Pada suatu waktu ketika mandi di pantai, Moedjair menemukan ikan yang mempunyai keunikan, yaitu menyimpan anak di dalam mulutnya ketika ada bahaya dan dikeluarkan ketika keadaan sudah aman.

Melihat keunikan ikan itu, Moedjair berniat mengembangbiakkan dirumahnya, di daerah Papungan-Kanigoro-Blitar. Untuk mengambil ikan itu, Moedjair menjaring dengan menggunakan kain udeng (ikat kepala) yang biasa ia pakai.

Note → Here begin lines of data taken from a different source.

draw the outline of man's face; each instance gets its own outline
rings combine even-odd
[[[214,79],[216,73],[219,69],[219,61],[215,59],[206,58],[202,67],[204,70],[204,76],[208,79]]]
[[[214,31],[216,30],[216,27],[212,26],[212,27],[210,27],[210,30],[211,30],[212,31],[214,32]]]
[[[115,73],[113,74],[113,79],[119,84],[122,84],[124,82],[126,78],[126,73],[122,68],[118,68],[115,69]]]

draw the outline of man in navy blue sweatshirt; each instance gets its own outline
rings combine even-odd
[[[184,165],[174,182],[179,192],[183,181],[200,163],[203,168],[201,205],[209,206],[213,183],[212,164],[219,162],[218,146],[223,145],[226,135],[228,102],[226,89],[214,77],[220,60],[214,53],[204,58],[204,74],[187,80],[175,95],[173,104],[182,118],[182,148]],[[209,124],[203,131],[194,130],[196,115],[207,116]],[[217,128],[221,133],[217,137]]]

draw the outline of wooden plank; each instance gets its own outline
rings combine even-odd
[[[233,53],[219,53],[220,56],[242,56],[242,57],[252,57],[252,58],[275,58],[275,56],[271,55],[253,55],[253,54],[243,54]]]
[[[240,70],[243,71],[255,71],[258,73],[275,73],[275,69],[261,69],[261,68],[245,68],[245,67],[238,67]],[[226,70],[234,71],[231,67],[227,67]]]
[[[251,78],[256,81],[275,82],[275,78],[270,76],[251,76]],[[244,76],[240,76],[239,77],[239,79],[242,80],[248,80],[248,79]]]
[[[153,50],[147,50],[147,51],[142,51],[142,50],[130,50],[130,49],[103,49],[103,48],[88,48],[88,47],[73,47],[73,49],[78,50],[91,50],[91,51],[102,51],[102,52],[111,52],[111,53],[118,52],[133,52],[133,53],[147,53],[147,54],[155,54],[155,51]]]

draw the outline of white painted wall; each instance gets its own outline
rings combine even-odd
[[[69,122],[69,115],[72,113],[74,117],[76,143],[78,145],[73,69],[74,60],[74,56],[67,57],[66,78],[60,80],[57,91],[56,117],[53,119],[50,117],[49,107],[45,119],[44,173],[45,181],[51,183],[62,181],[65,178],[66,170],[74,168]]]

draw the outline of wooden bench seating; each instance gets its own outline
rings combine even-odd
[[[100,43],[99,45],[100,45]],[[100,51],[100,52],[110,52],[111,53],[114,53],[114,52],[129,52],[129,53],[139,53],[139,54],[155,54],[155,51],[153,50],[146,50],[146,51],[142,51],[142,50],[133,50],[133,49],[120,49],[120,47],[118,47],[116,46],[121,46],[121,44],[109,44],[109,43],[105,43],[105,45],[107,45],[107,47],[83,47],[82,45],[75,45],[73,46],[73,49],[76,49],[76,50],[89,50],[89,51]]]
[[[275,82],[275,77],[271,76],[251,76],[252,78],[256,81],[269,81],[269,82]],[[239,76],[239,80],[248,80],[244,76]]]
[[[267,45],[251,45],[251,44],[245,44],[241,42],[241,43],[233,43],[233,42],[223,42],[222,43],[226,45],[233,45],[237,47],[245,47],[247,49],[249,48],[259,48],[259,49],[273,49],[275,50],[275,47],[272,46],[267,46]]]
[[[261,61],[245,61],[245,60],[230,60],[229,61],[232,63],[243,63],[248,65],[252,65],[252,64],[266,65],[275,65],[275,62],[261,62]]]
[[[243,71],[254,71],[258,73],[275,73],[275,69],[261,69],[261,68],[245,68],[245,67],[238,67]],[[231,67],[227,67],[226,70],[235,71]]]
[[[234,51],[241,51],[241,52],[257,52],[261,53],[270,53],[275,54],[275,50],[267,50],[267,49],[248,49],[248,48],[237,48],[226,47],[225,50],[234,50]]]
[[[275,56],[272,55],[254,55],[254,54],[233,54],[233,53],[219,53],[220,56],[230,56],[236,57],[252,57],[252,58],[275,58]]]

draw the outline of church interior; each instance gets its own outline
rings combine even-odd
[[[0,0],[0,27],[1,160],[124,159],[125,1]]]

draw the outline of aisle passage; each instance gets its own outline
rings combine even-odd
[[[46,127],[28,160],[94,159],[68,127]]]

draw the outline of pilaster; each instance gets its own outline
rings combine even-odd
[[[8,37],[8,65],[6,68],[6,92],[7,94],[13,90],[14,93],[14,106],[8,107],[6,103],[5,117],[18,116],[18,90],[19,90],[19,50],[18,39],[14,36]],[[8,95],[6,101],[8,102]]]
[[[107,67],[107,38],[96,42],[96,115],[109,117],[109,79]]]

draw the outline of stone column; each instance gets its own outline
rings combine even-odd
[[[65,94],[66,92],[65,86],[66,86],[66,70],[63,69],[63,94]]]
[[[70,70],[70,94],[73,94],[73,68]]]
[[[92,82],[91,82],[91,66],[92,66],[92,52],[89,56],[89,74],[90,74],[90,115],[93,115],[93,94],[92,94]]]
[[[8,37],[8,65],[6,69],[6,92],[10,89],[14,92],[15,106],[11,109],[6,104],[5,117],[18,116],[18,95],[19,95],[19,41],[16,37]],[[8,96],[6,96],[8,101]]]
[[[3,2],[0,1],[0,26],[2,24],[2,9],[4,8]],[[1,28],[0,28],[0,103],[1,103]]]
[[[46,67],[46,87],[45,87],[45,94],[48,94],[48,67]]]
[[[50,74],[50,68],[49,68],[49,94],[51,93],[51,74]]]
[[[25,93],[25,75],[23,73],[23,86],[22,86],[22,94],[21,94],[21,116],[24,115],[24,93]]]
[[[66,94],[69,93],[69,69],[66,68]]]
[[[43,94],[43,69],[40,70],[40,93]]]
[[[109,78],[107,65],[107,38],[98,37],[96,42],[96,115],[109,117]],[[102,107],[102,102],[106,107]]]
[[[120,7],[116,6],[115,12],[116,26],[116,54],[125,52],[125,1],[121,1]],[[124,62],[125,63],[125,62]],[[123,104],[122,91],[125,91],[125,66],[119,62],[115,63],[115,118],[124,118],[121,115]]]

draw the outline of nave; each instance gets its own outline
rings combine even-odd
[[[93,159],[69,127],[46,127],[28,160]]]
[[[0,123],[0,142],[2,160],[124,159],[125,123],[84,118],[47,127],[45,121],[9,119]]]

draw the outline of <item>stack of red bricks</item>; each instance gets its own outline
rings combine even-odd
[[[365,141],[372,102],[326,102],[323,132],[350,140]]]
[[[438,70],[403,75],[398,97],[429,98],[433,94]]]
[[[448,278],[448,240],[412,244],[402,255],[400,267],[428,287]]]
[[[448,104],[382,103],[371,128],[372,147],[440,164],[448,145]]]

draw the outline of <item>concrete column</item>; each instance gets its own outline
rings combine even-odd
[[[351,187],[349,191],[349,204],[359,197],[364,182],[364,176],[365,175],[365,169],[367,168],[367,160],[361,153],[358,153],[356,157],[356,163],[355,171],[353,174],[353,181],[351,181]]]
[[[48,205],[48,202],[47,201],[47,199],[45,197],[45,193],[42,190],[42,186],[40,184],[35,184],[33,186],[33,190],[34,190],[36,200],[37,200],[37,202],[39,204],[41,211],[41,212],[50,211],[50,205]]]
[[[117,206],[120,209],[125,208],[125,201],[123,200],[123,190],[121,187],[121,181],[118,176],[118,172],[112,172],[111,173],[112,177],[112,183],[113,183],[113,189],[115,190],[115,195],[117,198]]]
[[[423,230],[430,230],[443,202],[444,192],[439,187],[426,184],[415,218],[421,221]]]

Dengan ditemani 2 temannya, yaitu Abdullah Iskak dan Umar, Moedjair membawa ikan itu pulang ke Desa Papungan. Tetapi karena habitat yang berbeda, ikan itu mati sewaktu dimasukkan ke air tawar yang berada di halaman rumah Moedjair di Papungan.

Melihat kejadian seperti itu, Mbah Moedjair bukan putus asa, tetapi malah semakin gigih dalam melakukan percobaan, dengan satu tujuan; spesies ikan ini dapat hidup di habitat air tawar. Habitat yang sangat berbeda dari aslinya yaitu air laut (asin).

Dia bolak balik Papungan–Serang yang berjarak 35 Km, berjalan kaki dengan melewati hutan belantara, naik turun bukit, dan akses jalan yang sulit, serta memakan waktu dua hari dua malam. Di Pantai Serang, dia mengambil spesies ikan ini dengan menggunakan gentong yang terbuat dari tanah liat. 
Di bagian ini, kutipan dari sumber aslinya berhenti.